Bipolar disorder genetics: Using bioinformatics to guide an investigation of Epistasis.

摘要

This dissertation presents an interrogation of the complex genetic etiology of bipolar disorder (BP). Rather than a single variant resulting in disease, many genetic mechanisms likely contribute to BP's pathophysiology. This work focuses on epistasis, or interactions between genes. Although there is much support for epistasis in BP susceptibility, its identification has been challenging due to lack of adequate genome coverage and sample sizes. The advent of genome-wide association studies has addressed the issue of coverage. The Psychiatric GWAS Consortium provides an unprecedented sample size (11,974 cases and 51,792 controls). Additionally, the field of bioinformatics has made impressive progress in cataloging genetic variants. With the entire genomes of tens of thousands of subjects at our disposal and the ever-expanding annotation of bioinformatics resources to guide our search, we set out to explore epistasis in BP.;The first chapter examined evidence for pairwise epistasis in logistic regression models between ANK3 and genes with bioinformatics support for such interactions. We found intriguing evidence for interactions between ANK3 and voltage-gated potassium channel genes KCNQ2 and KCNQ3. Intrigued by strong biological support for these interactions, in chapter two we reviewed the evidence for how these genes, and ion channels in general, may relate to the BP phenotype.
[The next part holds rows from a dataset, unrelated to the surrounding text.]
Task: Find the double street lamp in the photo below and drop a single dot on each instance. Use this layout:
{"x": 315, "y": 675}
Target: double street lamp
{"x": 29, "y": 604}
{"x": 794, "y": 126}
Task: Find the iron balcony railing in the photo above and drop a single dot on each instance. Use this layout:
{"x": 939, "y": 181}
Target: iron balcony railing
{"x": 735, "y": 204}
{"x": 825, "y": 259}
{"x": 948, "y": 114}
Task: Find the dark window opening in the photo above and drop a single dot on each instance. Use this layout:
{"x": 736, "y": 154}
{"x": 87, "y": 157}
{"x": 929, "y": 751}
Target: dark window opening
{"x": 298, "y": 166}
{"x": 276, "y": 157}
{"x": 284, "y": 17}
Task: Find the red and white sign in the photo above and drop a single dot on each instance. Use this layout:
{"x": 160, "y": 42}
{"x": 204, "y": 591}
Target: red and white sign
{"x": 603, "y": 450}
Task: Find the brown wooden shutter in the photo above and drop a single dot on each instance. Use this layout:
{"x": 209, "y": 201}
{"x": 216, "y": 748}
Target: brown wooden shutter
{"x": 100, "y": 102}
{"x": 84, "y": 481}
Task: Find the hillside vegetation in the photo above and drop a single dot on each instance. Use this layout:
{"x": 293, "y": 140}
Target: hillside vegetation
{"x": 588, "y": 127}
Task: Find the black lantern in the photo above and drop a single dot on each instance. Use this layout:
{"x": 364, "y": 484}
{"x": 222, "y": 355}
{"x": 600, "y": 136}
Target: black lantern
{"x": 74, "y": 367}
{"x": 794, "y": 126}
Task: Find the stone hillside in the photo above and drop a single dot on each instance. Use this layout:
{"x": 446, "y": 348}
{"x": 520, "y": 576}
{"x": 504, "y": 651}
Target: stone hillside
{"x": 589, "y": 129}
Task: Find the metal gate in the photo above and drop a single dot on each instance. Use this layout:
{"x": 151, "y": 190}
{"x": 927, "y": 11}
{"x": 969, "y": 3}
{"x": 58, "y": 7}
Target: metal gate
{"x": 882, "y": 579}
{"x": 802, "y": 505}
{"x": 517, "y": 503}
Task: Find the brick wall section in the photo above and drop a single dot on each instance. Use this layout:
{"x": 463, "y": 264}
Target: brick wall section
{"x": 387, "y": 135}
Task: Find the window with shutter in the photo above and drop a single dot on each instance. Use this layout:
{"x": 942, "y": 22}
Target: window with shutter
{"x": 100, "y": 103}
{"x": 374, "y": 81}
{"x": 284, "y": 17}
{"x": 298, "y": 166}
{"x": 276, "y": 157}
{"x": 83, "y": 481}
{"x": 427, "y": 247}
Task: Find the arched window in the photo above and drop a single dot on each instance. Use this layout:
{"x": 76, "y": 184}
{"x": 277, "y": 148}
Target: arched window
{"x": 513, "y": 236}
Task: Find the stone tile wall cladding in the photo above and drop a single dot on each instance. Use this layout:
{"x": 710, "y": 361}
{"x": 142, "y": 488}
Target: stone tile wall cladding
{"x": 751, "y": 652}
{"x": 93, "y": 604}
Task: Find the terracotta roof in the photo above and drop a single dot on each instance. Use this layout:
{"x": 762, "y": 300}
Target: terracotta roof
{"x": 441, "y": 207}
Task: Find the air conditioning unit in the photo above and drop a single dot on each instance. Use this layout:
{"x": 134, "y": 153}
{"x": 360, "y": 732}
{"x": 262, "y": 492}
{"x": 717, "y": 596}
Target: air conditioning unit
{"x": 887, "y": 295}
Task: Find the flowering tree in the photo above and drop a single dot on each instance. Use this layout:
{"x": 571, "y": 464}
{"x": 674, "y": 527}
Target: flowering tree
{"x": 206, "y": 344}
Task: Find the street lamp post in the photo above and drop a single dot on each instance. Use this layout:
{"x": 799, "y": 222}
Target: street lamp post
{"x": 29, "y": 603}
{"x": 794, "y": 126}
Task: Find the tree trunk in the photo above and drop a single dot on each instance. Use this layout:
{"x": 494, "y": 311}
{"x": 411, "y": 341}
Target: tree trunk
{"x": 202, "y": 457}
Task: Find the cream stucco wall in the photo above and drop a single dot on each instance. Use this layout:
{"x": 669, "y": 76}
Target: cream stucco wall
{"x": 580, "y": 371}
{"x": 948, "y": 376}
In chapter three, we searched for higher-order interactions using Monte Carlo Logic Regression to prioritize combinations of SNPs for replication with logistic regression. Unfortunately, none of our findings were significant. Finally, in chapter four, we attempted a subphenotype association analysis of suicidality in mood disorder patients within the candidate serotonin pathway, which has been extensively though inconclusively studied. Again, none of our findings survived corrections for multiple testing, but the serotonin receptor gene HTR7 appeared to be suggestively associated across the four different analyses.;This dissertation applies biologically-informed decisions to the investigation of the otherwise intractable undertaking of studying epistasis in high-dimensional datasets. Despite rigorous attempts to methodically interrogate regions of the genome, some of our results were inconclusive while others were null. However, the ANK3-KCNQ2/3 interaction finding is an encouraging result with exciting implications that are worthy of additional investigation.